The situation has come to a point where ‘proceeding down the track of negotiations’ again seems to be the only viable alternative. It may be mentioned here that the September 19, 2005 Joint Statement and February 13, 2007 Action Plan were achieved through negotiations earlier. However, the present diplomatic efforts clearly indicate that the US is finally getting serious about ‘managing’ North Korea’s nuclear ambitions and its concomitant problems of proliferation.6 But there is also an opinion in the US that North Korea cannot be simply persuaded to give up its nuclear weapons. The Obama Administration might have adopted a “management strategy”, but any such strategy would call for an accommodative approach that may not fully complement Obama’s belief in the NPT and his hard line approach towards the Iranian nuclear programme.
The aim of this “management strategy” is to avoid possible military confrontation by tempering the hardened positions resulting from the exclusion of North Korea from the “negative security assurance” in the US’ April 2010 Nuclear Posture Review (NPR) which implies the possibility of a pre-emptive nuclear strike against North Korea. Direct talks with North Korea would also probably help in easing off mutual hostility that had surged post-Cheonan in March 2010 and the shelling of the Yeonpyeong Island in November 2010. The agreement between the US and North Korea to resume the recovery of the remains of the US soldiers killed during the Korean War would ostensibly open a direct channel of communication with the Korean People’s Army. This may help in allaying mutual mistrust to some extent. It would be more like giving an indirect assurance that the US will not undertake military action against North Korea which would be hosting the US personnel involved in the recovery of the remains of the US soldiers.

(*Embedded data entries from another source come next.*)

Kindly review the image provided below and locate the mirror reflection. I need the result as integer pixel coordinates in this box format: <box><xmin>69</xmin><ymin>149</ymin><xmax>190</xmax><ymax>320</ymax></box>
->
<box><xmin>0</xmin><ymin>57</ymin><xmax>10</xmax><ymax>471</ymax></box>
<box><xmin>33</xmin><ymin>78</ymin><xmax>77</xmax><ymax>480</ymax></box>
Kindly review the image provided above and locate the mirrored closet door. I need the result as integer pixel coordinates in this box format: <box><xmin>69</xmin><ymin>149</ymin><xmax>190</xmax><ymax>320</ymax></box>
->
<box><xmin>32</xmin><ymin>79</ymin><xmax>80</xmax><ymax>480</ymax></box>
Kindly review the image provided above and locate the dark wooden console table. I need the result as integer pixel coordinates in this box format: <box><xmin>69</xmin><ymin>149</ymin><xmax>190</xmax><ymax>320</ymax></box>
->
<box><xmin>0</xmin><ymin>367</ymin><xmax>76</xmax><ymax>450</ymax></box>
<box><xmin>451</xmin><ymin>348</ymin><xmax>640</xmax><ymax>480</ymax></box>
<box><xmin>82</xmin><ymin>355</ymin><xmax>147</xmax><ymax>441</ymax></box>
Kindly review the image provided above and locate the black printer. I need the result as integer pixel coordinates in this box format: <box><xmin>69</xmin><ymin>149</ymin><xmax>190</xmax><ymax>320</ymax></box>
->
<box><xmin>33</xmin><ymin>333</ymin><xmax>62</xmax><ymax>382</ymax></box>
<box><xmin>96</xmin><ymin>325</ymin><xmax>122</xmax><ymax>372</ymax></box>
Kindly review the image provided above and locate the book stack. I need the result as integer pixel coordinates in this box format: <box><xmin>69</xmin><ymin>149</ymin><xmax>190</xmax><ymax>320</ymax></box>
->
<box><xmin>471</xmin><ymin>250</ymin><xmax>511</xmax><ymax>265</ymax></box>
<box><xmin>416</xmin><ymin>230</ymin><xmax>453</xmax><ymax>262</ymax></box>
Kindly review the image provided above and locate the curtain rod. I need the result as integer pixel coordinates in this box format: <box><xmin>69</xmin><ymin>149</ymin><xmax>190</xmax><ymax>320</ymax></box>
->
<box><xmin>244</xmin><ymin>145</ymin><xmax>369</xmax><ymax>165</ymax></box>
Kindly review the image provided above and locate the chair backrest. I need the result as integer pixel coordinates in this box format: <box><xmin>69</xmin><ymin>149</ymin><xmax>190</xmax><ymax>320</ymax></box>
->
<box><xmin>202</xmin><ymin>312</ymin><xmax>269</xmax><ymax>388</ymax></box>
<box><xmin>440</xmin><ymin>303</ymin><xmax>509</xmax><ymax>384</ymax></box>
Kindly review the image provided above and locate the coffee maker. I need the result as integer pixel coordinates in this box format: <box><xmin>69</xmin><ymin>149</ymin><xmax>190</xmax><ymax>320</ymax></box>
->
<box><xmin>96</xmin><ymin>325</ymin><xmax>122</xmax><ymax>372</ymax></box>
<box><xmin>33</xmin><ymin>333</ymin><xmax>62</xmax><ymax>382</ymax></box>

The “management strategy” is a well-calculated move by the Obama Administration. It is apathetic, parsimonious, palliative to the minimum, just enough to maintain the stasis and yet appear to be engaging in order to re-establish its leadership. The US is not fearful of North Korea’s nuclear capability; its real fear is North Korea’s asymmetrical capabilities and that too in a strictly regional context, to which South Korea has responded by making substantial changes in its military structures.7 North Korea is also being seriously engaged by China and Russia. The US has so far not shown any inclination for revisiting its “principled stand” on North Korea’s Complete, Verifiable, and Irreversible Denuclearization (CVID). As far as the US unease over North Korea’s demands for concessions is concerned, the US in fact might find itself becoming irrelevant in view of growing Chinese and Russian engagement with North Korea. How far the US would be ready to depart from its “principled stand” of pre-conditionality would reflect the quotient of how serious it considers North Korea’s nuclear capability to be a threat. The fact that the US deems focused and direct talks with North Korea as necessary before resuming the SPT shows that it does not consider the present nuclear predicament in the Korean Peninsula as particularly disturbing, especially when generating fear is critical to strengthening the credibility of its alliances with South Korea and Japan. Nevertheless, the piece-meal approach deserves some appreciation and not outright cynicism.